The latest Janus Henderson Global Dividend Index found that in Australia, dividends stood at US$18 billion ($27.7 billion) over the quarter. While a stronger Australian dollar boosted the headline growth rate along with a one-off special dividend from Woolworths, the underlying picture was down 0.8 per cent.
“In fact, one in seven Australian companies in our index made cuts to their dividends, the largest of which was Macquarie, whose profits are sharply lower owing to the impact of more stable energy markets on its commodity trading business and less income from selling green energy assets,” said Matt Gaden, head of Australia at Janus Henderson Investors.
The largest contribution came from Commonwealth Bank, which delivered a 4.1 per cent increase. The big four bank re-entered the list of top 10 dividends in sixth place during the quarter, having dropped to 11th place in the previous three-month period.
“Globally, banks accounted for a fifth of the total dividends paid in the quarter, rising 6.6 per cent on an underlying global basis and ahead of the average,” Gaden said.
Across Asia-Pacific ex Japan, payouts were markedly lower, the firm observed, dragged by weakness in Australia, Taiwan, and Hong Kong. Singapore remained an outlier, benefiting from large increases from its banks.
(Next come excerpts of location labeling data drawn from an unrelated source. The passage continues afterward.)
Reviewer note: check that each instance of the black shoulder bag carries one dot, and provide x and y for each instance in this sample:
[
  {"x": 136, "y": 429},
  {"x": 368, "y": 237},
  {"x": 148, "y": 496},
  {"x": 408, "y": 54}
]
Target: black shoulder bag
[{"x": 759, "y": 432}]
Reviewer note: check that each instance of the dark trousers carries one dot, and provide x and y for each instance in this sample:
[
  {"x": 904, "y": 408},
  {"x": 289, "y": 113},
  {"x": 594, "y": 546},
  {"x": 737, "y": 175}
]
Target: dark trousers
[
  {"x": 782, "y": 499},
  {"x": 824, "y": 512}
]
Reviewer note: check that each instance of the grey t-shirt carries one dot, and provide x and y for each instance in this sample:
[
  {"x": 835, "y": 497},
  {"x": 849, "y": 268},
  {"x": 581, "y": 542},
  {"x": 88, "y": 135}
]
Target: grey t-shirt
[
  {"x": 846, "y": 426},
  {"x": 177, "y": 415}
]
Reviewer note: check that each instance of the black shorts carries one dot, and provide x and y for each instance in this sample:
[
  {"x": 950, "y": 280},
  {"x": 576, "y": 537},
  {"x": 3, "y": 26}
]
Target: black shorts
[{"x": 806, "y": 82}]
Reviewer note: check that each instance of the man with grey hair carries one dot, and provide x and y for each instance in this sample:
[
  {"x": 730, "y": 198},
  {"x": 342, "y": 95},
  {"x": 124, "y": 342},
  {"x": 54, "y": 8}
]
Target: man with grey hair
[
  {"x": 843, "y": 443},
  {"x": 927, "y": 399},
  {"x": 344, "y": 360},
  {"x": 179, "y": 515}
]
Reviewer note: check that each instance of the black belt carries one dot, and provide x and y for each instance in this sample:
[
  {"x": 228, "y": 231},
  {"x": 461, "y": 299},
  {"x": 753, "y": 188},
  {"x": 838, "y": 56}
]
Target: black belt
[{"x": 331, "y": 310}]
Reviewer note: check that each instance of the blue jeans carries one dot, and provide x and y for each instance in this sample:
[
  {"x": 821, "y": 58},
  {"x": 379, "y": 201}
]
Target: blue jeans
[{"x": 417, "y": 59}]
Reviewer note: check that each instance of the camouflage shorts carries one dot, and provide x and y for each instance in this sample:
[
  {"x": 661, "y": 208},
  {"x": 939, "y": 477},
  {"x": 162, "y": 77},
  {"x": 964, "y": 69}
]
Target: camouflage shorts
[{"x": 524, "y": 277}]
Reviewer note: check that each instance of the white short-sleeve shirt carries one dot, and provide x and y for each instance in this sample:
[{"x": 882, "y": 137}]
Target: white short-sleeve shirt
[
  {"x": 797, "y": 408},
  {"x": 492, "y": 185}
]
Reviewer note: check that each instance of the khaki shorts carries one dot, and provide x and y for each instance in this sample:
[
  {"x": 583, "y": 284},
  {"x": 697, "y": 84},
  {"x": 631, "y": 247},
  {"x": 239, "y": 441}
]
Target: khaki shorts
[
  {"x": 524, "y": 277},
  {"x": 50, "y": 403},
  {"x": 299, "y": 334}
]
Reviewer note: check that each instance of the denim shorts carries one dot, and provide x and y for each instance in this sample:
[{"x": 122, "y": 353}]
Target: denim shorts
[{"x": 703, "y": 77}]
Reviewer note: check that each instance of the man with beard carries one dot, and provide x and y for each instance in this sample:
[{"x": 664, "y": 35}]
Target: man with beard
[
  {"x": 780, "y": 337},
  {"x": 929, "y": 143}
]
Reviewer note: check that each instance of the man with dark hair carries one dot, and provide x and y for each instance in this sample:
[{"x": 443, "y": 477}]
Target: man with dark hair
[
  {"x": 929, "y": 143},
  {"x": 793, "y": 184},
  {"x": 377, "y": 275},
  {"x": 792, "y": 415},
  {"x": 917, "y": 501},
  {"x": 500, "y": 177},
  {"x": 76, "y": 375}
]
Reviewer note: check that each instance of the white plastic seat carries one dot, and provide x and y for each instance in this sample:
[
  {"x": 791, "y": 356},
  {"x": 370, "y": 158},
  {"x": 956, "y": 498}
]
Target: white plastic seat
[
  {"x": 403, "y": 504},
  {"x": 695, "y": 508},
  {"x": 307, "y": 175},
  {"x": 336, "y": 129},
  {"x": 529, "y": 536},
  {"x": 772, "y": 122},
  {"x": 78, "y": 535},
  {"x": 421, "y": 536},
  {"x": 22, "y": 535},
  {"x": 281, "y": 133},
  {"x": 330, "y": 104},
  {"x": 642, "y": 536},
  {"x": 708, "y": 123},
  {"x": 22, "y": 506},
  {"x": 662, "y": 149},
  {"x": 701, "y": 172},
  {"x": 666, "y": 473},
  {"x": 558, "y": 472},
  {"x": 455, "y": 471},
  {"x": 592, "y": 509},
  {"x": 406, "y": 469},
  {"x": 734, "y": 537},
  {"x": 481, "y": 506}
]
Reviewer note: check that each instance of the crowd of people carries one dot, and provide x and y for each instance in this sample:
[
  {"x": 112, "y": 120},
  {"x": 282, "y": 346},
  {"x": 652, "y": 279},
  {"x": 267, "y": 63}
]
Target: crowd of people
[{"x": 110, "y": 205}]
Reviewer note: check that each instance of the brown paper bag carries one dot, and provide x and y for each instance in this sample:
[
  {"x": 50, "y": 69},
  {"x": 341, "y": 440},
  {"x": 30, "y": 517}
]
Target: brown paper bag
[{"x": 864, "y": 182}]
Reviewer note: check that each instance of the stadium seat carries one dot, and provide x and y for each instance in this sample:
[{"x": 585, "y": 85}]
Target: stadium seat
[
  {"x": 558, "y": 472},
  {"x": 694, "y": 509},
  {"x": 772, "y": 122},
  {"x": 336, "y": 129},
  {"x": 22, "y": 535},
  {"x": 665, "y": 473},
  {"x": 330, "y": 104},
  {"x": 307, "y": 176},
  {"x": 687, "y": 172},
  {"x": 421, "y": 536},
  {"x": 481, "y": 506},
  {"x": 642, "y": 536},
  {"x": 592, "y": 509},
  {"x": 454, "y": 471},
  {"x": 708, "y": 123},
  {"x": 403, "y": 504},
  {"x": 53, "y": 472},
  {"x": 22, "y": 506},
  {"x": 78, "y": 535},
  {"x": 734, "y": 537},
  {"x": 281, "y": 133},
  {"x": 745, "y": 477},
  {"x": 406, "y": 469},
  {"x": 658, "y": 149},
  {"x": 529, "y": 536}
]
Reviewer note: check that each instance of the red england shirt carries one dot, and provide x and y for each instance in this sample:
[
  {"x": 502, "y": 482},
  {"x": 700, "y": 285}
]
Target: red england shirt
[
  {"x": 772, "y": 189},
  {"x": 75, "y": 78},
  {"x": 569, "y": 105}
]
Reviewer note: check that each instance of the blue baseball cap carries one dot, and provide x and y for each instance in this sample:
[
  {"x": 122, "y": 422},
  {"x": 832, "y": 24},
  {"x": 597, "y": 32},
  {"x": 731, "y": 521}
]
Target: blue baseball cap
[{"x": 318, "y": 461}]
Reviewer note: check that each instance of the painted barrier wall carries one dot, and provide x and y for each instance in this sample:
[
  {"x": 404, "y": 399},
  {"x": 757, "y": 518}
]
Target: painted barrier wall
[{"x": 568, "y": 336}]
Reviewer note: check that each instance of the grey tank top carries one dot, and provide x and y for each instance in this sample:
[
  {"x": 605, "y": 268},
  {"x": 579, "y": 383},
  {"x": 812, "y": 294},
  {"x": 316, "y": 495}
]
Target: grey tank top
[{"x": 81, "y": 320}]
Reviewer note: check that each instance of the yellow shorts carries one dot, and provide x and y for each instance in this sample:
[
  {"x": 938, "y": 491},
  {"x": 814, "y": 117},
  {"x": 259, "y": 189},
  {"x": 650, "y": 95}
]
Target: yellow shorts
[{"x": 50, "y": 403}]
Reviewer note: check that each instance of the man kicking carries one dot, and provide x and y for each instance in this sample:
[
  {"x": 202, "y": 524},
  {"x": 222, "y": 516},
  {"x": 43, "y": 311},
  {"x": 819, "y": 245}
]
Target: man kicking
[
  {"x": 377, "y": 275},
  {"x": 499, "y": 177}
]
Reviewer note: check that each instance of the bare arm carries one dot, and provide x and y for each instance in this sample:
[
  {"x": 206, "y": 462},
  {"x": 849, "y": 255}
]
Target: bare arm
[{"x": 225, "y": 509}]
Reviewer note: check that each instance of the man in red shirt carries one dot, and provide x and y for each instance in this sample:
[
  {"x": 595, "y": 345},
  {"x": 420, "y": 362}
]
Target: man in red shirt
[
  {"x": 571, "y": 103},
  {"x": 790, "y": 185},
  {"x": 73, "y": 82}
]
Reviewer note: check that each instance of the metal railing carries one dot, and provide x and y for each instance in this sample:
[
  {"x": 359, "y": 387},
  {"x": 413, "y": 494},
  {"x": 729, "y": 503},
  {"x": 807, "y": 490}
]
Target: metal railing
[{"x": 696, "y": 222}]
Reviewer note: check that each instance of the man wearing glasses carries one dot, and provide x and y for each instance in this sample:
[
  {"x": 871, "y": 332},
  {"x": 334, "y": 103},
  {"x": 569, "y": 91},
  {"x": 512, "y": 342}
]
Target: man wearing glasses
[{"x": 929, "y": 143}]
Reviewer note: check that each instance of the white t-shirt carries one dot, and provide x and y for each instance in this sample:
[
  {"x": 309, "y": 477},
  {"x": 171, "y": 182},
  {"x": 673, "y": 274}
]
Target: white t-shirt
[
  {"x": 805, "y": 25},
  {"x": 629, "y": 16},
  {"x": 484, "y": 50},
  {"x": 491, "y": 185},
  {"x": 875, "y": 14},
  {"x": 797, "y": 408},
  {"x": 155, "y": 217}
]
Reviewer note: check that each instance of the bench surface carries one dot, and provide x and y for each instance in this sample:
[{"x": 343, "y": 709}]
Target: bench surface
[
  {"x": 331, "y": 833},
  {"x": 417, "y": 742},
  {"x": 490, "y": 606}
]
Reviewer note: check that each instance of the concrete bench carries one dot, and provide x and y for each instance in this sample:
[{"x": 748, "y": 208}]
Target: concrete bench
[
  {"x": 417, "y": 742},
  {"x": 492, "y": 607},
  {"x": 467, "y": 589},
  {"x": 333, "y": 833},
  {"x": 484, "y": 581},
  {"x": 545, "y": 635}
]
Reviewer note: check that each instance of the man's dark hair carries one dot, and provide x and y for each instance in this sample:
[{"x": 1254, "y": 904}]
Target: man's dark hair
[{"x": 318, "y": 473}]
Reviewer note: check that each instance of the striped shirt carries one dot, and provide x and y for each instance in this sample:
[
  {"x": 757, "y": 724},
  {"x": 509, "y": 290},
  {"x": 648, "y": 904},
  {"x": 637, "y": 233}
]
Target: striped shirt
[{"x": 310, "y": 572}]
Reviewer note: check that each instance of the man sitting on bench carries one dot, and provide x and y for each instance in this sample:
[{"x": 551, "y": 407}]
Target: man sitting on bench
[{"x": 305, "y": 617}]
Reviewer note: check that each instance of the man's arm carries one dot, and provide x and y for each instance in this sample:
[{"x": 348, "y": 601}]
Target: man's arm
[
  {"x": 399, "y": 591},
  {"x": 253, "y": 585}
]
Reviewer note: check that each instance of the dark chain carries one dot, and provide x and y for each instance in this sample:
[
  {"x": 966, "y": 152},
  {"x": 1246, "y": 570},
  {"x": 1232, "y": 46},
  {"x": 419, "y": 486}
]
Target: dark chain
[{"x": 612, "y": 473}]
Meanwhile, median dividend growth at company level globally stood at 6 per cent in the third quarter. The majority (88 per cent) of companies raised payouts or held them steady.
Countries like China, India and Singapore all saw record dividends paid while the first year of dividends from tech giants like Meta and Alphabet boosted the already strong growth in the US, where 96 per cent of companies raised payouts or held them steady year-on-year.
Special dividends were also weaker than Q3 2023, Janus Henderson said, and given this lower level, it has trimmed its forecast slightly for 2024 to US$1.73 trillion. This is a headline increase of 4.2 per cent compared to 2023, but down from its previous estimate of 4.7 per cent headline growth.
Still, expectations for underlying growth were left unchanged at 6.4 per cent.
“The third quarter was more encouraging than the headline figures suggested,” said Ben Lofthouse, head of global equity income, and Jane Shoemake, client portfolio manager.
“Companies outside the US are increasingly following their US peers by adopting share buybacks as a means of returning surplus cash to shareholders and this may be diverting cash from special dividends. These one-off special dividends are very volatile, however, so it is too early to call a firm trend.”
They noted concerns of higher interest rates causing significant strain on the global economy have been misplaced thus far, with companies reporting it is getting easier to refinance debts and banks appearing well-capitalised and generating good returns.
“Company profitability in most parts of the world looks robust and implies that dividend growth can continue into 2025. Dividends, in any case, show more steady growth than profits over time as companies seek to manage payout ratios over the business cycle,” they said.
“It is in this context that apparently slower Q3 growth should be seen. We remain confident that underlying growth this year will be in line with the strong showing in the first half.”